President Donald Trump speaks to the press following military actions in Venezuela, at his Mar-a-Lago residence in Palm Beach on Jan. 3, 2025.
President Donald Trump speaks to the press following military actions in Venezuela, at his Mar-a-Lago residence in Palm Beach on Jan. 3, 2025. AFP via Getty Images

Right now, our attention is riveted on what happens next in Venezuela, but there’s a broader development that the U.S. — and Miami in particular — should be watching carefully: President Trump is using the attack as an opportunity to advance a “might makes right” new world order, and Colombia and Cuba are potentially in the crosshairs.

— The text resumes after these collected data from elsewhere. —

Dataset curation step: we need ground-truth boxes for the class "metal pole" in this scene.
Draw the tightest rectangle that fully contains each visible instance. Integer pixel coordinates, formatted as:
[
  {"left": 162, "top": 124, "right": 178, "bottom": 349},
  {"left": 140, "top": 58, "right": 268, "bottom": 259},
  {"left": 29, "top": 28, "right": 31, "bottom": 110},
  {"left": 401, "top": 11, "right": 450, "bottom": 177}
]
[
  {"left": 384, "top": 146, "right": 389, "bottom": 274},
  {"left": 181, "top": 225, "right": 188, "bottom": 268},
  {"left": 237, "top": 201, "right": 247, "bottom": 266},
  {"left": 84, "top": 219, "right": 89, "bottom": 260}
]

The threat isn’t subtle. “This is OUR Hemisphere, and President Trump will not allow our security to be threatened,” the State Department posted on X Monday.

A bold claim, and one that’s incredibly dangerous, even if this is posturing. The United States’ actions in Venezuela coupled with words like those from the Trump State Department could, of course, be seen as opening the door for China and Russia to act as we did. No matter how much Venezuelans deserved to see Nicolás Maduro out of power, the result must not be that force can be used by great powers whenever it suits them.

We heard Trump on Saturday, hours after the arrest of Maduro and his wife by U.S. forces in Venezuela, say that the Monroe Doctrine, the 200-year-old foreign policy agenda that viewed South and Central America as the United States’ strategic “backyard,” could be called the “Donroe Doctrine.”

That sure sounds like a Trump-style embrace of interventionism — or even American imperialism. Remember the boat strikes off Venezuela, largely regarded as illegal? Those American forces are still amassed in the Caribbean.

Trump may be viewing the Venezuela strike as a template for more of the same — even though he has repeatedly campaigned against “forever wars” in places like the Middle East. Also, we cannot forget America’s history of interfering in Latin America and propping up authoritarian regimes.

In the last few days, the president has made offhand threats toward various countries: Cuba “looks like it’s ready to fall” because it has no income from Venezuela, he said. Colombia is “run by a sick man who likes making cocaine and selling it to the United States. And he’s not going to be doing it for very long, let me tell you,” he told reporters on Sunday. Trump ignores that Colombians elected President Gustavo Petro, like him or not, in 2022.

Asked by reporters Sunday if the U.S. would launch a military operation against Colombia, Trump responded, “Sounds good to me.” Petro responded on X in his own style: “If you detain a president whom much of my people want and respect, you will unleash the people’s jaguar.”

Trump has had other recent targets, too, including Mexico and Denmark’s territory of Greenland, which Trump wants to annex. The prime minister of Denmark told Trump on Sunday to “stop the threats.

Unlike Venezuela, Colombia is a democracy, as is Mexico. The leaders in those two countries were elected; they are not dictators. Cuba, though, is communist, and Secretary of State Marco Rubio, a Cuban-American from Miami whose parents left the island before Fidel Castro took power, called the government there “a huge problem,” on NBC’s Meet the Press on Sunday.

The Trump administration seems to be of two minds on Cuba. Cuba could fall on its own: The economy has been flat-lining and the ongoing U.S. blockade of Venezuelan oil along with Maduro’s ouster “places us in a critical existential dilemma for our survival,” Bruno Rodríguez Parrilla, Cuba’s foreign minister, said on Sunday.

Meanwhile, Rubio’s long-standing hostility toward Cuba may mean the U.S. is putting a target on the island nation. “If I lived in Havana and I worked in the government, I’d be concerned — at least a little bit,” Rubio said on Saturday. In Miami, where the hope of freeing Cuba from communism has been all-consuming for decades, those comments are likely to be embraced.

Will the Venezuela attack become a blueprint for more invention in Latin America, posing a potential threat to the stability of the region? An emboldened Trump administration seems to be saying so.